Our plight to improve eating habits reminds me of an ancient Greek legend wherein the gods condemned Sisyphus to painstakingly push an immense boulder up a mountain, only to have it roll to the bottom, where he was forced to repeat the task for eternity (Figure 1). In the 1940s, French novelist Albert Camus popularized this mythological image as an analogy of the futility of human existence (1). As cardiovascular specialists, we may be able to empathize with this tragic figure when we try to influence and change the dietary and lifestyle behaviors of ourselves, as well as our patients. In this capacity, we are combatting not only the ingrained habits of our individual patients, but also their unique cultural traditions, as well as society’s influence. To highlight the importance of the cardiologist to move the needle into preventive care, we publish an annual Cardiovascular Health Promotion each year. In this year’s issue, there were 2 outstanding papers—an original investigation (2) and a review paper (3)—that help identify many of the challenges that we endure when we attempt to improve the nutrition of our patients.

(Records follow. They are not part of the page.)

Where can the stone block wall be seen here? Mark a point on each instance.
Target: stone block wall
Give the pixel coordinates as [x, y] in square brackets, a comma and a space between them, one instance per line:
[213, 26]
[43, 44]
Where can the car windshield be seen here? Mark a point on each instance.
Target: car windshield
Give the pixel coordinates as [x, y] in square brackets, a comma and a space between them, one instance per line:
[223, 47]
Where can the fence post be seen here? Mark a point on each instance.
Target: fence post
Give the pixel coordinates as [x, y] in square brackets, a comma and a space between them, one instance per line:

As the authors of the original investigation, titled “Effect of Current Dietary Recommendations on Weight Loss and Cardiovascular Risk Factors,” point out, major cohort studies suggest that 82% of cardiovascular disease and 91% of diabetes risk may be prevented by changes in diet and lifestyle (4,5). Although many authoritative bodies have produced recommendations on these dietary considerations, the U.S. Dietary Guidelines Advisory committee currently advocates for 3 dietary patterns to prevent chronic disease: the healthy American diet, the Mediterranean diet, and a vegetarian diet (2,6). The basic principles of these diets are a high consumption of fruit, vegetables, whole grain cereals, and fish, as well as a reduced consumption of red meat, processed meat products, and sugar-added foods and drinks. In addition, the American College of Cardiology and the American Heart Association have recommended Dietary Approaches to Stop Hypertension, which also includes a reduction in salt intake and cholesterol-rich foods.

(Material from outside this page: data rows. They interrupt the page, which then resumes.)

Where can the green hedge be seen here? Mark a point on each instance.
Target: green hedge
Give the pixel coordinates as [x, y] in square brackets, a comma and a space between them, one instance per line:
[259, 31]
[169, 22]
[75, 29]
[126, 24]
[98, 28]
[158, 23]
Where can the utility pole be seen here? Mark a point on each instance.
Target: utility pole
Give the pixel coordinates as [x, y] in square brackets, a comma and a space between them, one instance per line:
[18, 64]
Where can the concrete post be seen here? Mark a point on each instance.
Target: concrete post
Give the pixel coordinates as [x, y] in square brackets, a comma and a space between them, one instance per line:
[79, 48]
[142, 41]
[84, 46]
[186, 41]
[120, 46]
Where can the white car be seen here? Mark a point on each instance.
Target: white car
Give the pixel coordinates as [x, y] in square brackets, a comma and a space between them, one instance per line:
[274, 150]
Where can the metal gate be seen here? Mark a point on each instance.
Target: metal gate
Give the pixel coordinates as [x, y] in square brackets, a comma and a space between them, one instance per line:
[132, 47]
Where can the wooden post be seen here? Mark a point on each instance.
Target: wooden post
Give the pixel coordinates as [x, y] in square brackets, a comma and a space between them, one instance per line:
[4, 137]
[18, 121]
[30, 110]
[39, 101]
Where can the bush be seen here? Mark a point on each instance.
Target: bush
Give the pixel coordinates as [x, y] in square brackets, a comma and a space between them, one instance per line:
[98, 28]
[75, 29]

In this JACC study, Jenkins et al. (2) assessed the effect of these types of dietary recommendations and/or food provision on body weight and cardiovascular disease risk factors in 209 healthy overweight men and 710 women (mean age 44.7 years, mean body mass index 32.4 kg/m2). The intervention lasted 6 months, and the study participants were followed up for 1 year—a total of 18 months. The subjects were separated into 4 groups: 1) the control group, who only received the Health Canada food guide without further advice; 2) the second group, who were actively advised about proper dietary habits, including about cholesterol-lowering foods (i.e., oats, nuts, and plant protein foods); 3) the third group, who received a weekly food basket for 6 months, reflecting the advice given to the second treatment group, but did not receive dietary advice; and 4) the fourth group, who received the weekly basket and the dietary advice for 6 months. All members of the families involved were expected to follow the same treatment patterns. Exercise trends were recorded, but no additional intervention was administered.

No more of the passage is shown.